Postby izzysmom » Sat Sep 21, 2019 12:28 pm

Just adding on to this thread to say that, approx. 3 years ago I was diagnosed with C. difficile. My doctor first prescribed anti-diarrhea meds, saying that they would help (even though I insisted that something was wrong, that diarrhea was extremely rare with me...and no tests to try and find out the cause). Then, after I decided to skip my GP and go straight to the hospital (one week later, and almost 20 lbs. lighter) I wound up going through many months of treatments. The first treatment was Flagyl (10 days? I think) which did nothing. Oh, it stopped the diarrhea, but the moment the Flagyl ended, diarrhea-headache-vomitting returned full force. Second treatment was again Flagyl, only this time for 30 days. Same results. It was like putting a bandaid on a leak in a water dam. The third treatment - a long, tapered dose of Vancomycin - *finally* did the job, just as Drs were going to hospitalize me. All told, I went through this for about 5 months, from beginning of diagnosis to end of final treatment.

I wanted to add this because there really is hope on overcoming this horrible affliction. Recently I had to go to an emergency dentist because I had (well, still have...waiting for a root canal in October) an abscessed tooth, and initially she wanted to prescribe Clindamycin* as a treatment. (We all know about this antibiotic's reputation with C. diff!) After explaining my health issues to her though, she decided to opt for a 7-day treatment of amoxicillin. I was really scared to take it (despite the safe(r) record of recurrence with C. diff and this med), but had no viable other choice. Now it's about 10 days post-antibiotics and I'm fine. No recurrence, inflammation is gone in my tooth, and - other than normal, recurring digestive issues that I've had my entire life - the C. diff hasn't returned.

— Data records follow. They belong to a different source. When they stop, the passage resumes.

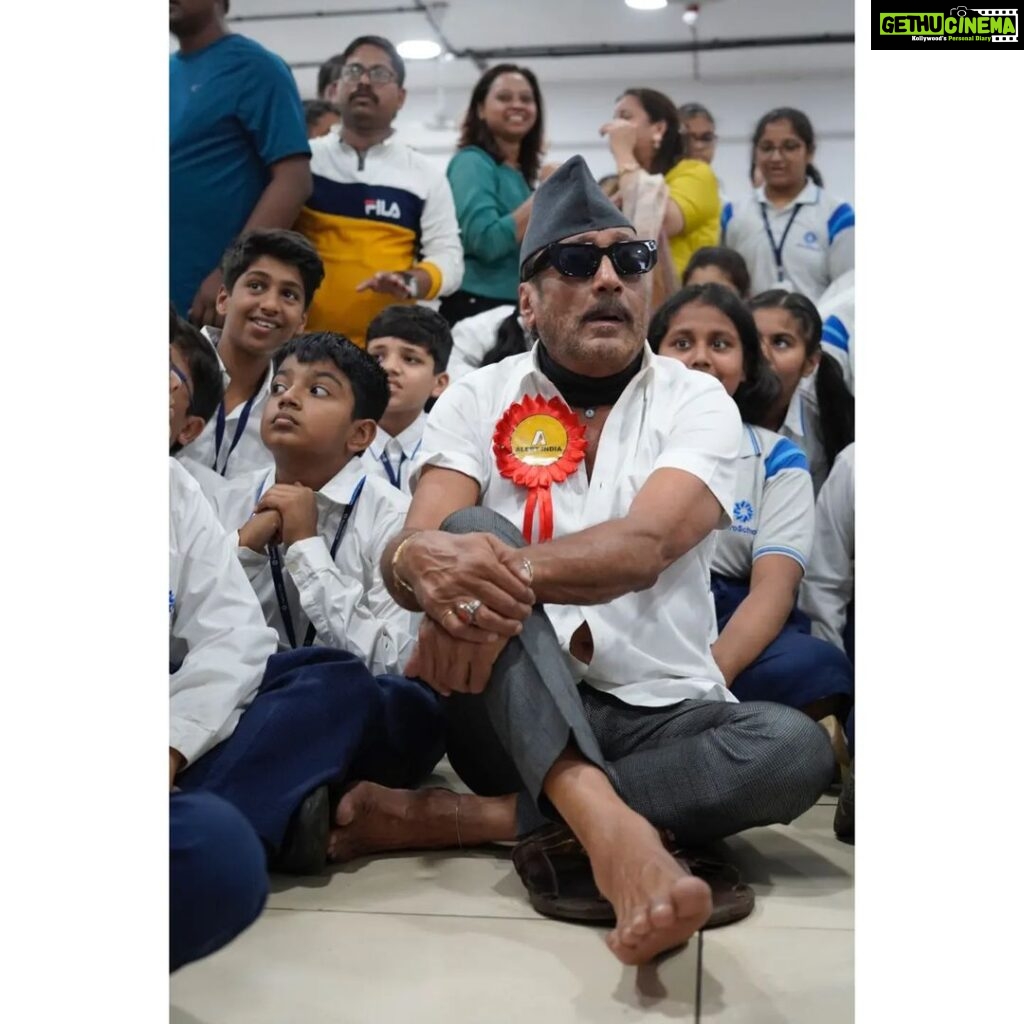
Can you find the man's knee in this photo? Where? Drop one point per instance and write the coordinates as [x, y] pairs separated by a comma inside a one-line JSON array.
[[480, 520]]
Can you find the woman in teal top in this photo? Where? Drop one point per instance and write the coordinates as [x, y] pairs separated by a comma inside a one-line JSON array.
[[493, 177]]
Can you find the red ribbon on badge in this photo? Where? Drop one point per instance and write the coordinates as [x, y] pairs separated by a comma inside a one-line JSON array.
[[539, 441]]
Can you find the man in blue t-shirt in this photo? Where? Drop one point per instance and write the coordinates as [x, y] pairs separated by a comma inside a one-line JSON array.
[[239, 153]]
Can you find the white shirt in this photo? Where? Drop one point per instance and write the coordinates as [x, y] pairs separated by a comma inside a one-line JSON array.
[[218, 636], [472, 338], [344, 597], [242, 450], [389, 456], [652, 647], [836, 308], [817, 247], [827, 587], [773, 513], [803, 426]]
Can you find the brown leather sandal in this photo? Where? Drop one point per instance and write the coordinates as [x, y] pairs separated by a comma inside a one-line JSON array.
[[555, 869]]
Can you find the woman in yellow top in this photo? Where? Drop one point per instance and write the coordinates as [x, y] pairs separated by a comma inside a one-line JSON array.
[[645, 135]]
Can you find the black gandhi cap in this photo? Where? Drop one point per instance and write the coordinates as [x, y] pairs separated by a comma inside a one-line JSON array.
[[570, 202]]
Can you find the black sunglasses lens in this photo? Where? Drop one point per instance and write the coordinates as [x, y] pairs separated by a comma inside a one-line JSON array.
[[631, 257], [577, 261]]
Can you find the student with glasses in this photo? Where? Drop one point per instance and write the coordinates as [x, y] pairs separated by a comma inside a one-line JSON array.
[[570, 630], [381, 215], [793, 233]]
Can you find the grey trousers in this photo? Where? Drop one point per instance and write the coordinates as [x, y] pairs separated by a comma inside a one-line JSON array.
[[705, 769]]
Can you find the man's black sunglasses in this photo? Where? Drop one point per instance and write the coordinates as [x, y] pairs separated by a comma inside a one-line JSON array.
[[581, 259]]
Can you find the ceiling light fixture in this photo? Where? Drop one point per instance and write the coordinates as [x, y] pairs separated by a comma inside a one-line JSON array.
[[419, 49]]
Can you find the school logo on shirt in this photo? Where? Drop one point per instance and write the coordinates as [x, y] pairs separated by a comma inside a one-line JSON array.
[[381, 208], [958, 27], [742, 511]]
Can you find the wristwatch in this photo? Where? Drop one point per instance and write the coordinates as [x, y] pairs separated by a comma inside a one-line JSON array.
[[412, 284]]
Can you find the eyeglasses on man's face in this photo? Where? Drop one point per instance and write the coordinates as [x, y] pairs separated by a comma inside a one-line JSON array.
[[582, 259], [378, 74]]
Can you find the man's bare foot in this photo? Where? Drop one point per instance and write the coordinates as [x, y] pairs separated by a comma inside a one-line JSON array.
[[658, 904], [372, 818]]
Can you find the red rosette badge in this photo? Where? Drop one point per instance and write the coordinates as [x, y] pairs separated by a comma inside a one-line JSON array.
[[539, 441]]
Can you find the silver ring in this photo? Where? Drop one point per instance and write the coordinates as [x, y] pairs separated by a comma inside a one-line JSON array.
[[469, 608]]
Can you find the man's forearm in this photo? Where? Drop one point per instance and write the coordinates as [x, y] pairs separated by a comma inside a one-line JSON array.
[[599, 563], [290, 186]]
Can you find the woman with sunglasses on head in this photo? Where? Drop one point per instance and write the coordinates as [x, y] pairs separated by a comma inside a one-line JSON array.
[[764, 647], [646, 140], [814, 408], [493, 176], [792, 232]]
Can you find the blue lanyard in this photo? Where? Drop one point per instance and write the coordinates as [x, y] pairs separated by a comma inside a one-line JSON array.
[[395, 478], [279, 577], [776, 251], [239, 430]]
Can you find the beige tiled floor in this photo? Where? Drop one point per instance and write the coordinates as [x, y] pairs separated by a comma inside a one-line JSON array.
[[451, 938]]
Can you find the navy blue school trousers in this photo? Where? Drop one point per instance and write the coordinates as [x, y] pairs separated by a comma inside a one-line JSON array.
[[218, 876], [320, 717], [796, 669]]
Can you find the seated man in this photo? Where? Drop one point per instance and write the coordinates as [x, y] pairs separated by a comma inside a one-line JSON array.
[[576, 655]]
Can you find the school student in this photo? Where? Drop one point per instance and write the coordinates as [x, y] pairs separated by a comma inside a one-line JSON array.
[[792, 232], [271, 733], [413, 344], [269, 280], [836, 307], [814, 409], [311, 528], [197, 385], [764, 647]]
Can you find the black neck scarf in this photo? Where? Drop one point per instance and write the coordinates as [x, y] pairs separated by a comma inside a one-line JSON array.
[[587, 392]]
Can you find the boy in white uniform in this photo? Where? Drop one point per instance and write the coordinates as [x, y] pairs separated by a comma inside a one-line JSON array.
[[312, 527], [270, 276], [413, 344], [604, 707], [321, 717]]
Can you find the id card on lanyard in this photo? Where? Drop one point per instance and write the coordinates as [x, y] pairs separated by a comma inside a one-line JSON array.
[[776, 250], [240, 429], [279, 576]]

This is such an awful disease to experience, not only from the symptoms - which can be debilitating, and can severely limit a person's ability to function and participate in society - but the stigma surrounding it is also difficult. I remember at one point returning to the ER because it had once again flared up, and the attending doctor wouldn't go anywhere near me...she held a mask over her face, refused to set foot in the room I was in, and literally shouted to me from the other side of the hallway. (The nurses, thankfully, were FAR less fearful, and treated me like a human.) My heart goes out to anyone who goes through the battle of C. diff...but please know that it can be beaten. It truly can.

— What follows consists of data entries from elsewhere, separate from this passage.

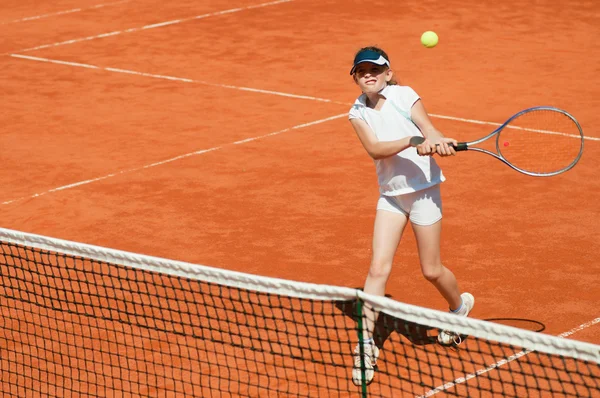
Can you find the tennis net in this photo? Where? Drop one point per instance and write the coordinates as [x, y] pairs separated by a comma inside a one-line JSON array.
[[81, 320]]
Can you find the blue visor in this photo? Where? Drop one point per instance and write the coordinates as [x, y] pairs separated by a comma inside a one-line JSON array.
[[369, 56]]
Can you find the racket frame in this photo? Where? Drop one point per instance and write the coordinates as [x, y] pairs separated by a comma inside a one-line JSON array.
[[468, 146]]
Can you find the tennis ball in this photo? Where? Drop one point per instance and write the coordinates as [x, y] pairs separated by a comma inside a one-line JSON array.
[[429, 39]]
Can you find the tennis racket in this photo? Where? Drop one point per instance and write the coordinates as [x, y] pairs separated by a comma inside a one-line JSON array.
[[542, 141]]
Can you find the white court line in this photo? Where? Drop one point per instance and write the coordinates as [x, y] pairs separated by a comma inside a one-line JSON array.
[[256, 90], [187, 155], [496, 365], [173, 78], [64, 12], [156, 25]]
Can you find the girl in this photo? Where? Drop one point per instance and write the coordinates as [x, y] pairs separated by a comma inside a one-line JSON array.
[[385, 117]]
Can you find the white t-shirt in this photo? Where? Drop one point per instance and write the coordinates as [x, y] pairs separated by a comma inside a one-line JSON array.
[[406, 171]]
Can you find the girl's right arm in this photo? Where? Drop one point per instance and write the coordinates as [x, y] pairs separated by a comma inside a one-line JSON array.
[[375, 148]]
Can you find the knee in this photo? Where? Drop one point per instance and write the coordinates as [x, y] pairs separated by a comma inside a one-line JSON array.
[[380, 269], [432, 272]]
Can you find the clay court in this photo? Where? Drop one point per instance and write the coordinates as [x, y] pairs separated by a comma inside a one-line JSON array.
[[216, 133]]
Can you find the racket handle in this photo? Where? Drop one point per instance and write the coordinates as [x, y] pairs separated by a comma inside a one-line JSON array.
[[461, 146]]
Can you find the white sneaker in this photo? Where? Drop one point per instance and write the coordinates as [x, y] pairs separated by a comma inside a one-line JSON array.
[[448, 337], [371, 352]]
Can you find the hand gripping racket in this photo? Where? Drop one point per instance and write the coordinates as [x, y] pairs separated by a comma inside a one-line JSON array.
[[542, 141]]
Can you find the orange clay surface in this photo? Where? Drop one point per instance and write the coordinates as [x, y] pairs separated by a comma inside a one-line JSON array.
[[300, 204]]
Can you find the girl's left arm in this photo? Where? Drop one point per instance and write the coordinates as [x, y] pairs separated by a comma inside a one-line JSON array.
[[435, 141]]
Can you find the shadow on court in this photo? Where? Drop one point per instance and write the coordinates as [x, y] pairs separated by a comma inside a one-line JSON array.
[[387, 325], [418, 334]]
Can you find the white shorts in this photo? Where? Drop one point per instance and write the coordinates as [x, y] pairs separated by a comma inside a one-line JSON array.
[[422, 207]]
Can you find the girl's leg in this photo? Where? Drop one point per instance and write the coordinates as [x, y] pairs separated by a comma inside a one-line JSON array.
[[386, 237], [428, 243]]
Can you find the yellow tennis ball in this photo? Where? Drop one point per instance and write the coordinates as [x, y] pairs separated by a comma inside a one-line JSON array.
[[429, 39]]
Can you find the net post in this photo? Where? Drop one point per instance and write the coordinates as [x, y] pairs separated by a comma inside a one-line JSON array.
[[361, 345]]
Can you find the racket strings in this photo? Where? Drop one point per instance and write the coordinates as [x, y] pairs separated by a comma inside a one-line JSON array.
[[541, 141]]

*Ironically, my experience with C. diff did not originate with antibiotics from a dentist. It seems that for me, my doctor had prescribed long-term proton-pump inhibitors (treatment for acid reflux) and after being on this for about 4-5 months, that's when I was struck down with C. diff. And (ironically again) I work in a field where we publish scientific manuscripts, and at one point, a few months after my own battle. a manuscript had crossed my desk over the risk of C. diff development. The focus of the paper was the hidden vulnerabilities of this disease, and mentioned that researchers have only recently realized that, along with heavy doses of antibiotics (esp. those such as Clindamycin), proton pump inhibitors are also causing an increase in C. diff cases.